BMEL legt Artikelgesetz zur Änderung des Bundesjagd- und des Bundeswaldgesetzes vor

BMEL will rechtswidrige Beförsterung zum Zukunftskonzept machen

Mit Stand 24.02.2016 hat das Bundeslandwirtschaftsministerium einen Entwurf zur Änderung des Bundesjagd- und Bundeswaldgesetzes vorgelegt und in die Verbändeanhörung gegeben. Dieser extrem kurzfristig erarbeitete Entwurf soll nun mit einem ganz engen Zeitplan durchgepeitscht werden. Hintergrund für dieses erstaunliche Verfahren sind der Inhalt und die Absicht bei der Änderung des Bundeswaldgesetzes.

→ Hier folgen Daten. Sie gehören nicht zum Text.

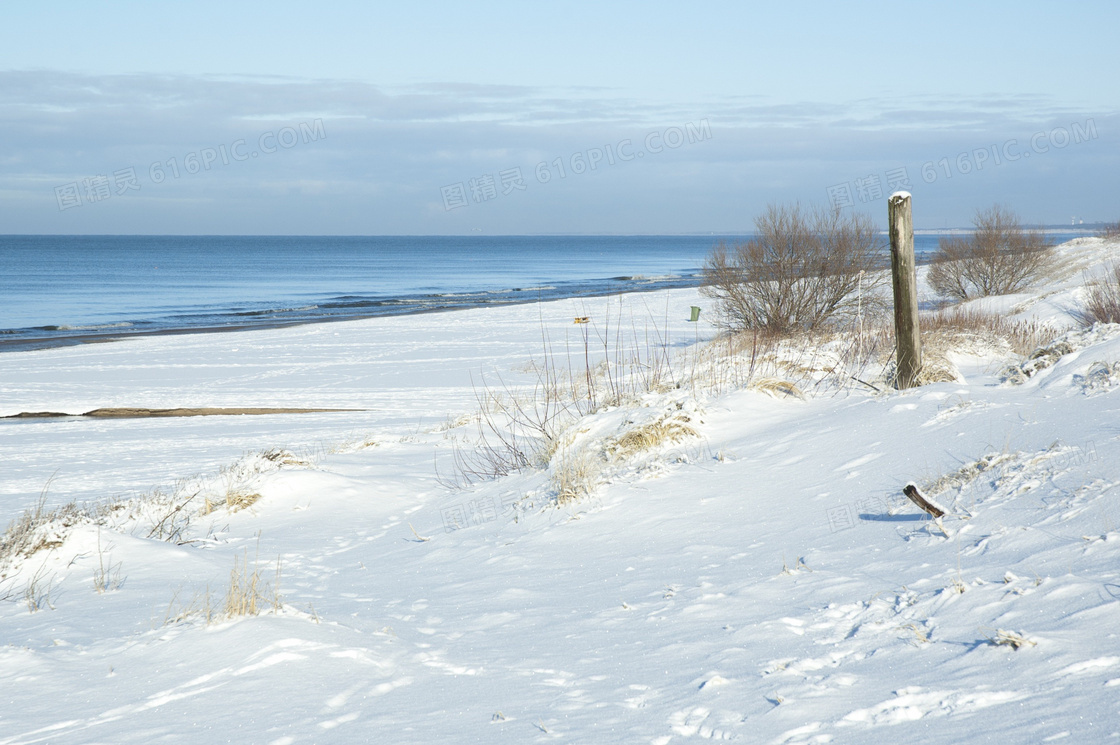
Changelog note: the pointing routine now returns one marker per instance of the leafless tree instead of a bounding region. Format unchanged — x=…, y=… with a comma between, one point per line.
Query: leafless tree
x=1102, y=298
x=1000, y=257
x=801, y=269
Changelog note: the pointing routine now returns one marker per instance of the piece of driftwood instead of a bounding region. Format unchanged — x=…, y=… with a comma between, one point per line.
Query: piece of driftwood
x=917, y=497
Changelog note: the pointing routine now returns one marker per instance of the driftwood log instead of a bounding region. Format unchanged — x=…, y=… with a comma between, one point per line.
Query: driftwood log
x=917, y=497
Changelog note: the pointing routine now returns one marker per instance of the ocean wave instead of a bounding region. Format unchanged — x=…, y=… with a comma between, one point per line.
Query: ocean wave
x=271, y=312
x=90, y=327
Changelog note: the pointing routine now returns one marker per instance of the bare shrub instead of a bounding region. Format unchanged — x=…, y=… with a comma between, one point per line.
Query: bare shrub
x=1110, y=231
x=1102, y=299
x=999, y=258
x=801, y=270
x=36, y=529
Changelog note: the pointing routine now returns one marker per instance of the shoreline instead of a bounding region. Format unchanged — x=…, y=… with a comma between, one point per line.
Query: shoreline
x=36, y=344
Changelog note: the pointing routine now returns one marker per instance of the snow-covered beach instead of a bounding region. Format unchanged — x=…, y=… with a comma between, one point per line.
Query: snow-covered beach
x=757, y=578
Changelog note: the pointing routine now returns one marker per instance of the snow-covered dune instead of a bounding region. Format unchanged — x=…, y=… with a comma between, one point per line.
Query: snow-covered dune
x=748, y=571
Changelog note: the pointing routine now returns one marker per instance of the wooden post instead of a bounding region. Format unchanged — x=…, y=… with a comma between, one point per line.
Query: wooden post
x=905, y=285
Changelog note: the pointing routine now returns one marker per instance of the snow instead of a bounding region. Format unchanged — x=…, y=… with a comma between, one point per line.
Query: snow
x=764, y=580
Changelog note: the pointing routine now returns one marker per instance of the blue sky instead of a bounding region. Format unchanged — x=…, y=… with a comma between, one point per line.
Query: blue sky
x=450, y=118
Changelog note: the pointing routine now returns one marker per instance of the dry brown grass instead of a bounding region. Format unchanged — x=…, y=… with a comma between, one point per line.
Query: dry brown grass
x=969, y=329
x=37, y=529
x=575, y=473
x=249, y=594
x=663, y=430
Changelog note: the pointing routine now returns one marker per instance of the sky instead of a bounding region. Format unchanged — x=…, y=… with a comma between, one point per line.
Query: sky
x=515, y=118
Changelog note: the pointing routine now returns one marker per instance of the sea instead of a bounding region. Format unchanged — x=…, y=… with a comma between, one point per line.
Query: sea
x=71, y=289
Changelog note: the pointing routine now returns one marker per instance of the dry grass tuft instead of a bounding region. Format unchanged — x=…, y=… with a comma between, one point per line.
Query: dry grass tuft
x=249, y=595
x=575, y=473
x=777, y=388
x=969, y=328
x=37, y=529
x=651, y=435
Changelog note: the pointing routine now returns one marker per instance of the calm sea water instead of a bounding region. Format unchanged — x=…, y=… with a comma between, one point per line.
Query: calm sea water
x=58, y=290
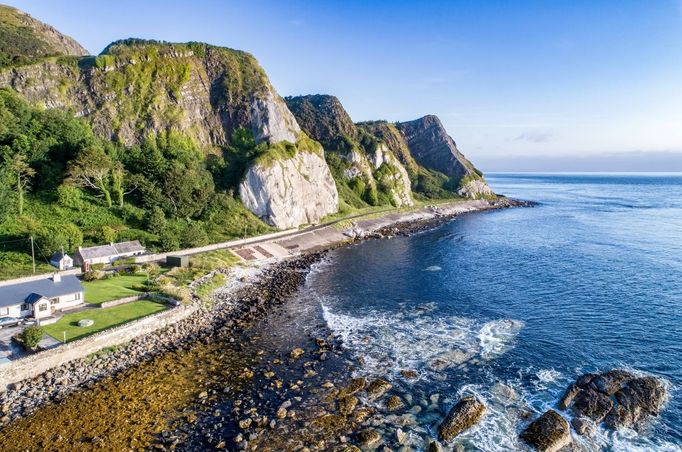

Hier versucht das Bundeslandwirtschaftsministerium, die seit vielen Jahren bestehende illegale Betreuungspraxis seitens Staatsforstbetrieben gegenüber insbesondere kleineren Kommunal- und Privatwaldbesitzern, nachträglich zu heilen und dabei die Eigentumsrechte nachhaltig zu beschränken. So wird in der Begründung zu dem Gesetzentwurf ausgeführt, dass eine staatliche Beförsterung alleine schon deshalb notwendig sei, um die Gemeinwohlleistungen bei der Waldbewirtschaftung zugunsten der Allgemeinheit sicherzustellen und der erhöhten Sozialpflichtigkeit von Wald Rechnung zu tragen. Gleichzeitig wird scheinheilig darauf verwiesen, dass ja neben dem staatlichen Beförsterungsangebot jederzeit private alternative Verfahren, z. B. durch Forstwirtschaftliche Zusammenschlüsse, möglich sind. In den Ländern, die bisher kartellrechtswidrig arbeiten, werden aber solche Angebote gerade oftmals nicht gemacht. Dies zeigt alleine ein Blick in die Strukturen und deren Leistungsfähigkeit beispielsweise in Nordrhein-Westfalen, Rheinland-Pfalz und Baden-Württemberg.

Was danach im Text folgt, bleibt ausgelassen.